Ongoing Training and Skill Development
Well-trained inventory staff can offer manufacturers a strategic advantage. Ongoing development in areas like data analysis, lean manufacturing, digital tools, and advanced accounting helps teams implement better inventory strategies, utilize technology effectively, and maintain control over stock levels. This leads to improved production efficiency and profitability.
Leveraging Digital Technologies
New technologies—such as the Industrial Internet of Things (IIoT), 5G, AI-driven analytics, and automation—are reshaping inventory management in manufacturing. These tools enhance visibility, improve demand forecasting, and streamline supply chain logistics.
For example, AI can refine predictions, while integration with supplier systems improves sourcing and reduces costs. Tools like augmented reality and autonomous warehouse vehicles can also speed up inventory handling and tracking.
Strengthening Supplier Relationships
Developing strong supplier partnerships is an important element of effective inventory control. Sharing selected data through collaborative inventory systems can help align forecasting, reduce lead times, and prevent raw material shortages. These partnerships improve planning accuracy and support more efficient logistics and production processes.
Don’t Let Your Stockroom Sink Your Ship
Running a business without a clear inventory plan is like sailing blindfolded—you’re bound to crash. Every missed order, wasted product, and stockout chips away at trust, profit, and growth. That’s not a risk—it’s a recipe for disaster.
If you’re still juggling spreadsheets and guesswork, it’s time to wise up. Today’s leaders are using inventory management software manufacturing systems that do more than track—they predict, sync, and simplify. The best manufacturing and inventory software doesn’t just organize—it helps you outsmart shortages and sharpen your raw material stock management.
Don’t wait for a wake-up call. If you want smoother operations, faster decisions, and fewer fire drills, get serious about inventory now. Businesses that adapt will thrive—those that don’t? They’ll be left picking up the pieces. So, are you running your stock—or is your stock running you?
FAQs
What’s the best way to manage inventory for a growing business?

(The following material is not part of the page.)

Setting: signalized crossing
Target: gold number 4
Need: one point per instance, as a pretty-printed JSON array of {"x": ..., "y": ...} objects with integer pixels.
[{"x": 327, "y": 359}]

The best way to manage inventory is to use a reliable system that tracks stock levels in real time, sets reorder points, and provides sales forecasting. This helps you avoid overstocking and stockouts. Many companies turn to inventory management software to streamline processes and make smarter decisions.
Why is inventory stocking important for small businesses?
Inventory stocking helps ensure you always have the right products available when customers order. Poor stocking can lead to missed sales or wasted money on slow-moving items. A good stocking plan keeps your shelves balanced—enough to meet demand, but not so much that it ties up cash.
What can happen if you keep running out of inventory?
Running out of inventory can result in lost sales, upset customers, and damaged reputation. It can also delay production if you’re a manufacturer. Repeated stockouts often push customers toward competitors who always have products ready.
How can a company improve its inventory management practices?
Strong company inventory management starts with organizing storage, labeling items clearly, tracking data accurately, and reviewing stock regularly. Investing in modern tools can improve forecasting, reduce waste, and help teams make faster, smarter decisions.